What Is Endpoint Protection?

Endpoint Detection and Response or EDR, is essentially the shield that protects these endpoints. There are many dedicated programs for this but the concept is the same. EDR starts by monitoring the endpoints for anything out of the ordinary. When they detect these anomalies, they are supposed to react by either sending out an alert, blocking a specific action or program or even shutting down significant systems. to react either by sending out an alert, blocking a specific action or program or even in shutting down significant systems.

One common example or an endpoint protection is a virus scan which most companies have on their systems. Another example might be a EDR monitoring a nuclear power plant that turns on an alarm and shuts down the core reactor if it reaches a certain temperature. EDR in a business can operate the same way in blocking programs. An effective EDR will monitor the system, alert you if it detects unusual behavior, block programs from executing and shut down systems if necessary. Different EDR’s can do one or all of these activities.

Why is EDR Important

As already mentioned, EDR is an important consideration for enterprises today because more and more devices are connecting to networks. The number of Internet-of-Things (IoT) devices is currently in the middle of an exponential growth phase—taking it from under a billion total in 2010, to what’s predicted to be over 30 billion by 2025. All of these devices will create new attack surfaces, which need to be addressed and secured by organizations.   

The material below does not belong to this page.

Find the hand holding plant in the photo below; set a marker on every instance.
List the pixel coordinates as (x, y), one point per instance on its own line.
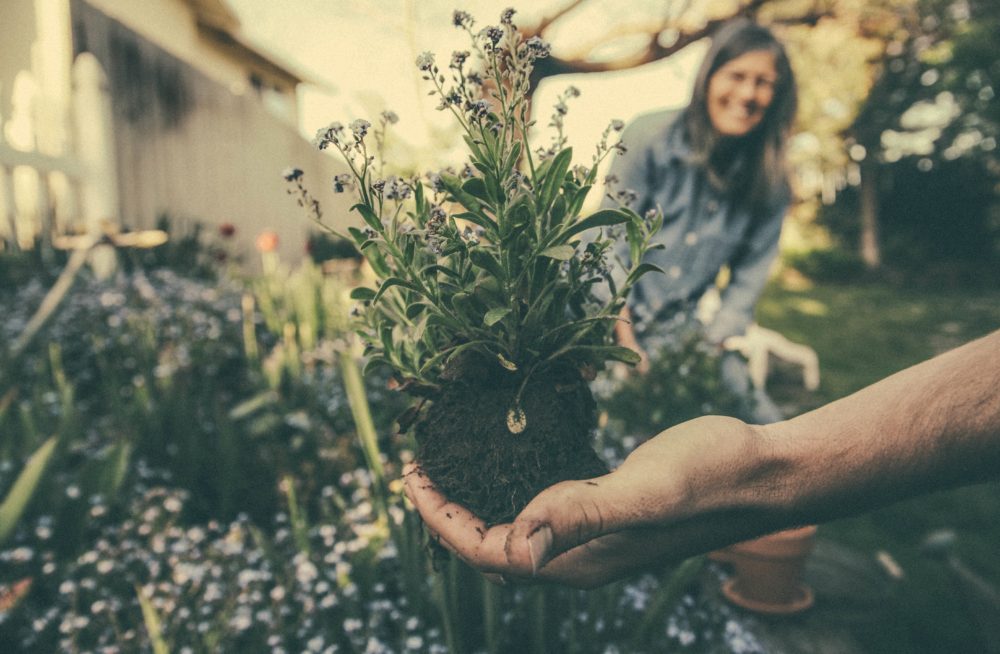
(495, 299)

Furthermore, the combination of bring-your-own-device policies, combined with the shift to remote work, which was accelerated by COVID-19, creates more security issues for enterprises. There’s no way for IT departments to reliably enforce what people are doing with their personal devices, which are then connecting to organizational networks. Creating stronger endpoint security can help keep lurking threats from compromising critical data.”2

Mike Smith, President and CEP of PL Risk Advisors, Inc, had this to say “EDR’s have evolved from simply a virus scan to the more sophisticated systems that not only block certain computer actions but proactively takes to further secure and shut down systems. We have seen many cyber carriers deny providing coverage without a proper EDR in place.

Some EDR Products

When your searching for the right Endpoint protection, its important to get the product that suits your needs. Companies like Cynet and Rapidstrike provide an overall package, while some companies might have more tailor made protection.

EDR’s are an important factor in protecting your sensitive data. If you can’t protect the entry into your systems then any security system is worthless. Training to spot these potential intruders is key as is making sure your security systems are running properly.